Quando entrei na faculdade respondi que seria um professor universitário, à minha professora de História Antiga que indagava sobre as expectativas dos alunos daquela turma de iniciantes.

História da América

Em 1968, eu cursava o 2º ano de História e entre as disciplinas oferecidas estava a História da América.

Pela História da América, de Vicente Tapajós, na sua 5ª edição publicada naquele mesmo ano, comecei minha caminhada.

Por meio desta obra tive a primeira visão de conjunto da história do continente.

No ano seguinte, mais um ano de História da América. Foram 4 densos semestres letivos.

Ao cursar o primeiro ano de História da América, eu tentava encontrar conexões entre as tensões vividas no Novo Mundo, no contexto de duas devastações que muito me marcaram.

Uma situada no século XVI, no quadro do encontro entre homens de dois mundos: Europa e América.

A outra no final da década de 1960, inserida nas turbulências mundiais do tempo que eu estava vivendo.
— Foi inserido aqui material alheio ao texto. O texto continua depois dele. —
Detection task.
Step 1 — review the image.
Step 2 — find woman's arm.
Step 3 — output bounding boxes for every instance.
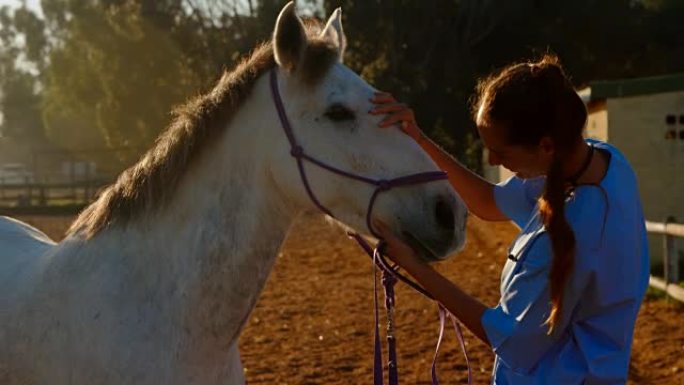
[370,93,508,221]
[373,222,491,346]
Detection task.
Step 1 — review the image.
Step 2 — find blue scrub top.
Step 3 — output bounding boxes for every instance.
[482,140,649,385]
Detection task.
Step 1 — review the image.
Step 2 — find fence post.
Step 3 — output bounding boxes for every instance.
[663,216,679,284]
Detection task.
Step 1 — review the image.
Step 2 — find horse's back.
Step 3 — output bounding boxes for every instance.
[0,216,55,290]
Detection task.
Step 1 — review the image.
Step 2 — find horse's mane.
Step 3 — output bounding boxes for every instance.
[67,21,338,238]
Percebia duas Américas: uma duplamente devastada e fraca, outra abastada e forte (… e hegemônica).

História da América - América Invertida

Em 1968, eu já possuía uma consciência nítida que seria um professor de História da América.

Concentrei-me na área, tanto no que se refere às leituras quanto no que diz respeito à aquisição de livros, tudo conforme a orientação da Professora Gilka Vasconcelos Ferreira de Salles, minha saudosa e querida Professora de História da América.

Em 1969, fiz uma palestra: “Visão dos Problemas Latino-Americanos na Atualidade” – para professores e colegas dos Departamentos de História das Universidades Católica e Federal de Goiás.

Estágio de História da América: “Libertadores da América Espanhola”

A bem da verdade, naquela época não se falava ainda em monografia de conclusão de curso. Na Faculdade de Filosofia e Letras, da Universidade Católica de Goiás, nos anos sessenta, falava-se em “Estágio”; termo com conotação diversa daquela em voga hoje em dia.

Tratava-se de trabalho de pesquisa sistemática, centrado na disciplina escolhida pelo estudante, não necessariamente no final da graduação.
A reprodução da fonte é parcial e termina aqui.